One hundred seventy-four miles may sound like a lot of ground to cover in one week, but to Lisa Hallett it’s minuscule compared to the 174 women who lost their lives in overseas combat since Sept. 11, 2001.
“I think women in service show an uncommon courage,” said Hallett, co-founder and executive director of wear blue: run to remember — a nonprofit dedicated to honoring the sacrifice of U.S. military members. “Their willingness to step into a man’s world, lead with conviction and have an impact on the success of our armed forces — I’m so in awe of that bravery.”
In conjunction with Women’s History Month and the 399,458 current-serving military women, Hallett and wear blue’s staff launched the inaugural Piestewa Challenge — a worldwide collective effort to pay tribute to the nation’s 174 fallen women. Kicking off Tuesday, March 23, the challenge invites groups of four to eight people to jointly run, walk, swim, kayak, bike or any other motion in completing 174 total team miles by March 30.
“Any movement counts!” Hallett said. “There is so much we can’t control in our lives, especially right now, but we can always do something intentional for ourselves, our communities and these women.”
The Piestewa Challenge is named after Army Spc. Lori Piestewa, the first Native American service member to be killed in combat on foreign soil and the first military woman to be killed in Iraq. March 23, the day the challenge launches, is the 18th anniversary of her passing in Nasiriyah. The symbolic starting line begins near Piestewa Peak in Arizona and ends 174 miles later — a location not far from Piestewa’s hometown of Tuba City on Navajo Nation.

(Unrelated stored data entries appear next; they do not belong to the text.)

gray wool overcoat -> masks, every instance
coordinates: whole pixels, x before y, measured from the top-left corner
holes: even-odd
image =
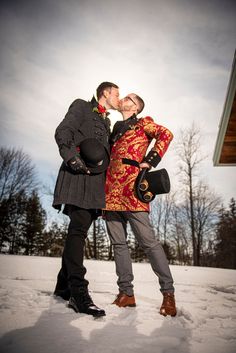
[[[105,172],[101,174],[78,174],[67,162],[76,155],[78,146],[86,138],[96,138],[110,152],[110,120],[93,109],[98,103],[75,100],[55,132],[55,139],[63,159],[54,190],[53,207],[75,205],[85,209],[105,207]]]

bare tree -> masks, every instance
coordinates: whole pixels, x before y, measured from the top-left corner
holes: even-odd
[[[158,239],[161,239],[161,223],[164,208],[162,196],[156,197],[151,203],[150,219]]]
[[[185,224],[189,225],[192,241],[193,265],[200,265],[203,236],[207,236],[213,225],[220,198],[214,195],[209,186],[203,183],[198,173],[201,162],[206,158],[201,154],[202,136],[193,124],[181,130],[176,150],[179,157],[179,171],[182,177],[185,202]]]
[[[215,195],[203,182],[199,182],[194,196],[194,219],[196,233],[196,257],[197,264],[201,264],[201,255],[208,244],[204,240],[209,239],[215,233],[216,221],[221,198]]]
[[[172,207],[175,203],[175,194],[158,195],[151,204],[151,222],[156,231],[157,237],[167,242],[168,229],[170,227],[170,218]]]
[[[21,150],[1,147],[0,250],[5,241],[15,248],[25,200],[35,187],[36,178],[30,157]]]
[[[110,240],[105,222],[101,217],[94,220],[89,228],[85,244],[85,257],[97,260],[107,260],[111,257]]]
[[[187,199],[190,212],[190,228],[193,247],[193,264],[197,265],[197,247],[194,224],[194,177],[196,176],[197,168],[204,159],[201,156],[199,147],[201,146],[200,131],[194,124],[186,130],[181,130],[180,138],[176,149],[179,157],[179,170],[183,176],[183,182],[186,186]]]
[[[0,203],[36,187],[34,165],[22,150],[0,148]]]
[[[172,243],[176,251],[175,259],[181,265],[190,265],[190,252],[186,220],[183,208],[176,203],[171,212],[171,233]]]

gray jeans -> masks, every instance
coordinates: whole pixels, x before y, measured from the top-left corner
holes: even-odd
[[[107,211],[106,225],[114,249],[119,291],[127,295],[134,293],[132,262],[126,241],[127,222],[130,223],[135,238],[146,253],[154,273],[158,276],[160,291],[173,293],[173,278],[169,264],[162,245],[155,238],[148,212]]]

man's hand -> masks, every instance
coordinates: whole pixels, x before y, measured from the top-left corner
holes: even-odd
[[[77,154],[68,162],[69,167],[76,173],[90,174],[89,169],[86,167],[83,159]]]
[[[149,163],[147,163],[147,162],[142,162],[142,163],[140,163],[139,164],[139,167],[140,168],[148,168],[148,169],[151,169],[152,168],[152,166],[149,164]]]

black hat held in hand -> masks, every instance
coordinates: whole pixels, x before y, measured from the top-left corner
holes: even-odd
[[[166,169],[149,172],[147,168],[141,170],[135,182],[137,198],[145,203],[154,199],[158,194],[170,191],[170,178]]]
[[[108,151],[95,138],[88,138],[79,145],[79,153],[91,173],[104,172],[109,165]]]

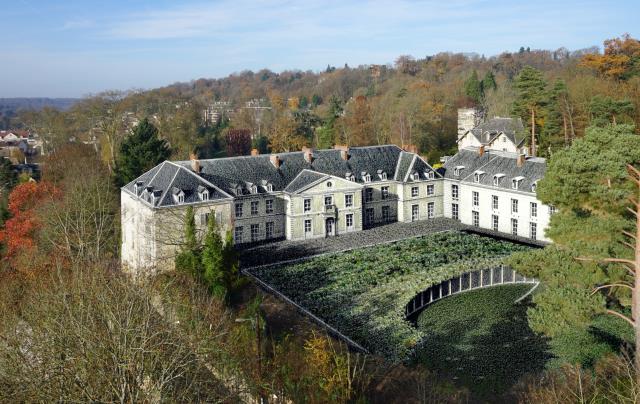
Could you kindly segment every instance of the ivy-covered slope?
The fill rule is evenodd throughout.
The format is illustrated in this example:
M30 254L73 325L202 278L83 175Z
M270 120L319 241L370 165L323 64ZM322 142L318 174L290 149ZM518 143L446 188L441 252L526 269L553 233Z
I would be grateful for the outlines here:
M404 360L422 337L404 319L416 293L527 248L445 232L252 273L373 353Z

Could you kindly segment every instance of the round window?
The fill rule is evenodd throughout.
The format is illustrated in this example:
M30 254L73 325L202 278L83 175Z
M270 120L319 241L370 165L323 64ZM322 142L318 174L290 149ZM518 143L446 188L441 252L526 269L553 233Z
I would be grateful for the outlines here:
M333 186L333 183L331 181L327 181L327 188L331 188Z

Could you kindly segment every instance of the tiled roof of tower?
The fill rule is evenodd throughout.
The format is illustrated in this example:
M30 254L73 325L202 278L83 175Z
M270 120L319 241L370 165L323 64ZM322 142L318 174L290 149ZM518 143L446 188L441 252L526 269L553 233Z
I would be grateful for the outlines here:
M523 136L524 125L520 118L495 117L481 123L470 132L482 144L489 144L500 133L504 133L515 145L520 145L525 139Z
M284 191L295 193L300 191L301 189L304 189L308 185L311 185L314 182L320 181L321 179L326 177L327 177L327 174L322 174L316 171L304 169L300 172L300 174L296 176L296 178L293 179L293 181L289 183L289 185L287 185Z
M123 189L135 194L136 182L142 182L144 186L151 185L154 189L163 191L176 186L185 191L185 202L187 202L192 199L191 192L195 195L193 190L203 184L207 184L209 188L211 185L217 187L221 191L218 192L219 197L229 197L237 195L235 191L238 188L241 190L240 195L247 194L251 184L258 185L260 193L266 192L265 188L260 186L262 184L271 184L275 192L289 192L294 188L300 189L303 183L313 178L319 178L317 175L307 173L296 180L303 170L340 178L345 178L347 173L352 173L357 183L364 182L362 173L370 174L371 182L380 181L378 172L386 173L390 180L395 178L402 181L403 177L397 176L396 168L406 172L415 156L413 153L403 152L395 145L352 147L349 149L347 160L343 159L342 152L338 149L314 150L312 153L310 162L305 159L304 152L278 153L279 167L271 162L271 155L200 160L199 174L192 171L191 161L165 162L125 185ZM421 164L421 170L423 168L433 170L422 160L419 164ZM182 168L179 174L178 167ZM296 183L292 184L294 180ZM167 206L172 203L171 198L163 194L160 205L157 206Z

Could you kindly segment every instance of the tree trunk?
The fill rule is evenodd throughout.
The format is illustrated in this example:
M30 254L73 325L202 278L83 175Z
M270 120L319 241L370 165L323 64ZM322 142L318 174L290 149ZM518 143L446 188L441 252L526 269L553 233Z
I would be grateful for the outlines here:
M564 147L569 147L569 132L567 131L567 115L562 113L562 128L564 129Z
M531 155L536 156L536 110L531 108Z

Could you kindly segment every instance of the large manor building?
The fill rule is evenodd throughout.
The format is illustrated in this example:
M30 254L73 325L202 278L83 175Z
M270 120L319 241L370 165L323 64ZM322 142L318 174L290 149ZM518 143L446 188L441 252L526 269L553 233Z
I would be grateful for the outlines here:
M545 160L523 153L522 124L514 121L461 128L458 153L438 170L415 148L395 145L165 161L121 190L123 265L173 268L188 206L199 230L215 218L236 244L437 217L546 240L552 212L535 193Z

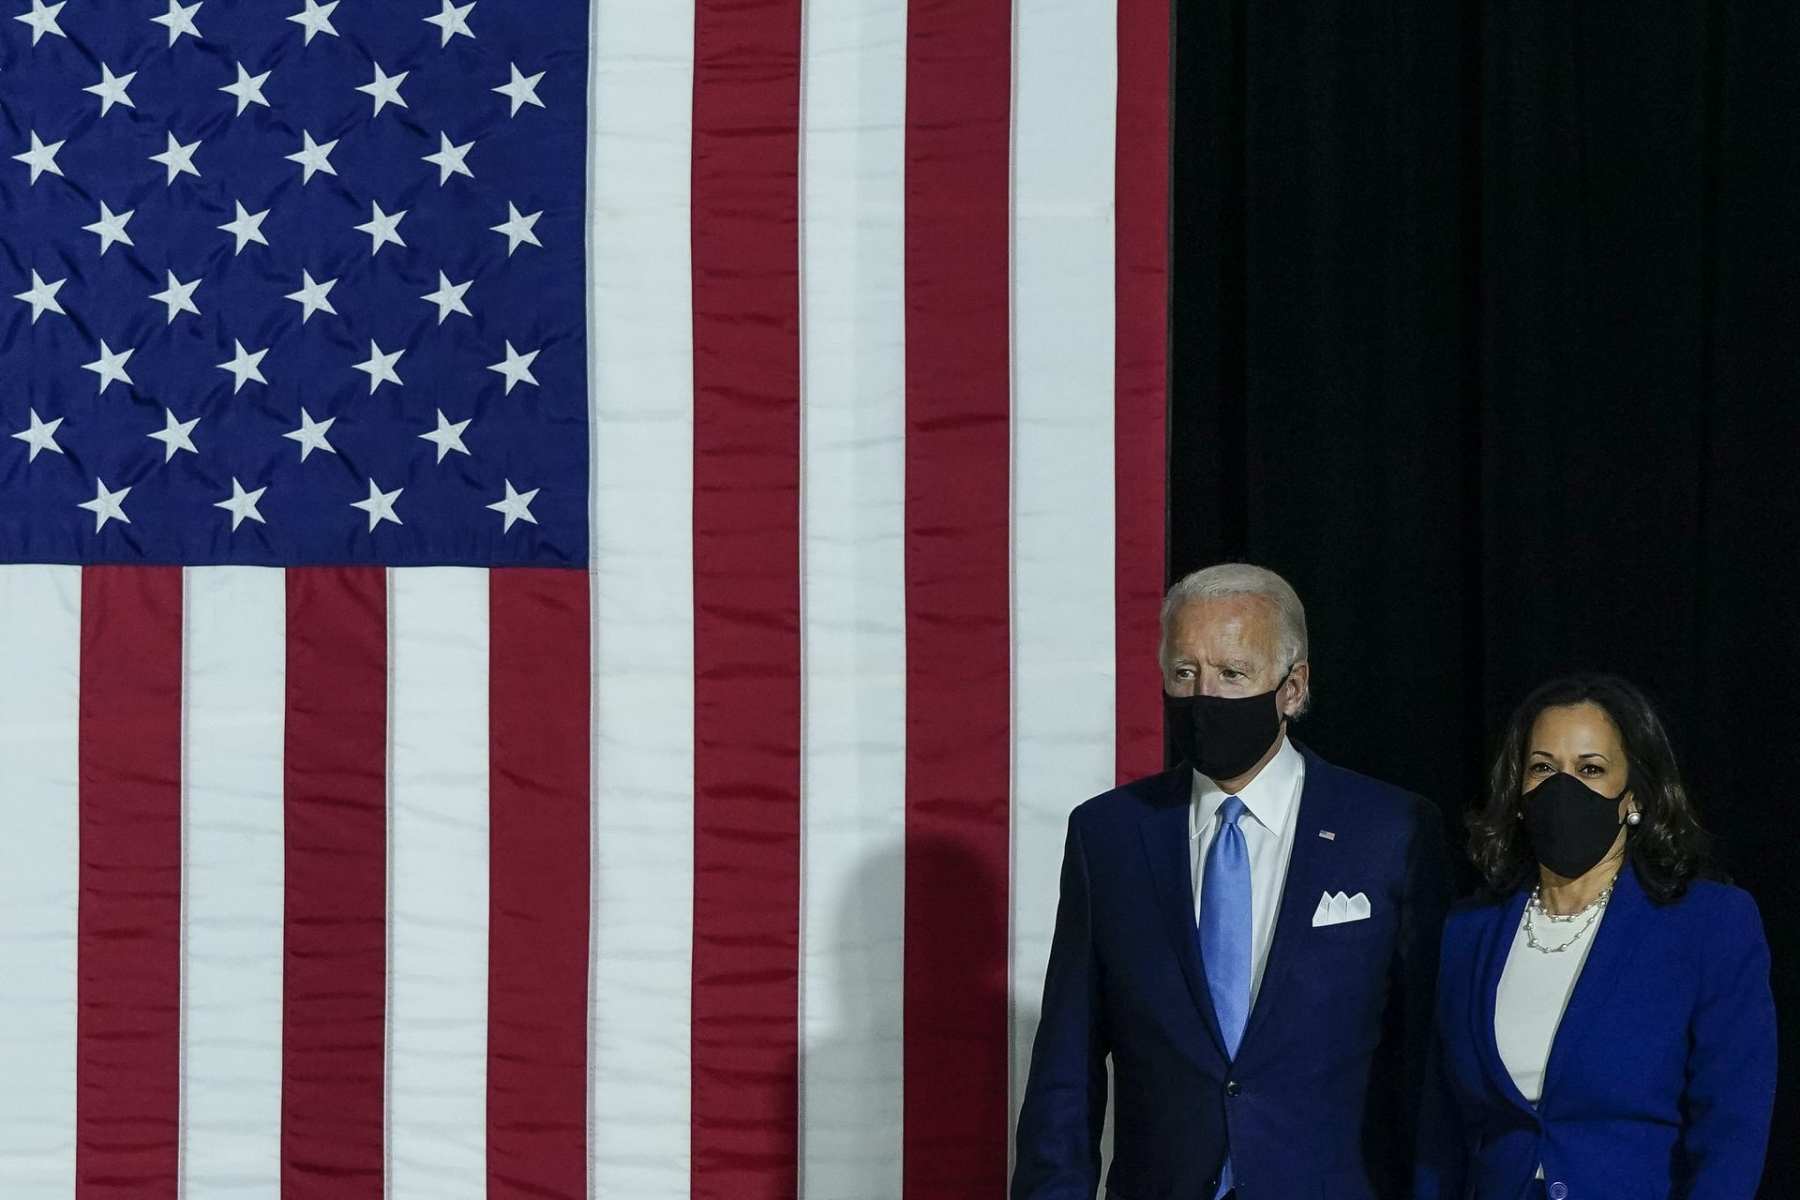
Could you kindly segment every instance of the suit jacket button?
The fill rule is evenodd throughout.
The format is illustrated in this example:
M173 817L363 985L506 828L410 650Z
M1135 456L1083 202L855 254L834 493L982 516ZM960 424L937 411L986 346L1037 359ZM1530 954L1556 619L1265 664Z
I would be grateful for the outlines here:
M1569 1185L1560 1179L1551 1184L1550 1200L1569 1200Z
M1238 1093L1242 1092L1243 1090L1244 1090L1244 1086L1235 1079L1229 1081L1225 1085L1225 1094L1227 1096L1235 1096ZM1565 1198L1562 1196L1558 1196L1556 1198L1556 1200L1565 1200Z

Anyone — man, woman or child — can participate in any location. Hallett, herself a Gold Star wife after losing her husband John in Afghanistan in 2009, recommends joining the challenge not to check off another item on a to-do list, but as “a gift to ourselves and each other.”
“Here is a really simple way we can come together and connect as a military family,” she said. “When we remember the past, say these women’s names, we show the present how we will care for each other in the good and the bad in the future.”
The Piestewa Challenge is free and has already registered more than 1,500 athletes, although Hallett, an ultramarathon runner and Ironman participant, hopes for 5,000. Participants can join teams with names like “Hot Steppers” and “Wild Wicked Women” and log miles through Racery, a virtual race platform. Registration is available online.
The challenge is more than just lonely exercising. Athletes can begin the 174 miles with the “Piestewa Challenge National Circle of Remembrance” online Tuesday morning. The virtual ceremony will specifically honor Piestewa with a blessing from the Hopi people, her tribe, as well as reading aloud the 173 names of her fallen sisters. Additionally, wear blue will send emails throughout the week, each containing stories of soldiers, airmen, Marines, and sailors killed over the last two decades.
Many of the women’s family members are playing active roles in the challenge.
“It means so much that their loved one is not forgotten and that they do not remember alone,” Hallett said. “These women’s families have, in many ways, carried the weight of their service, and there is so much inspiration in witnessing each family’s courage and how they persevere.”
Hallett and her staff will be running on team “Run, Honor, Belong.” With each mile, she says, they will be thinking of each woman in the club of 174.
“This is an opportunity for the nation to turn the words, ‘Thank you for your service’ into tangible, meaningful action,” she said. “We’re going to carry with intention their legacies in our steps.”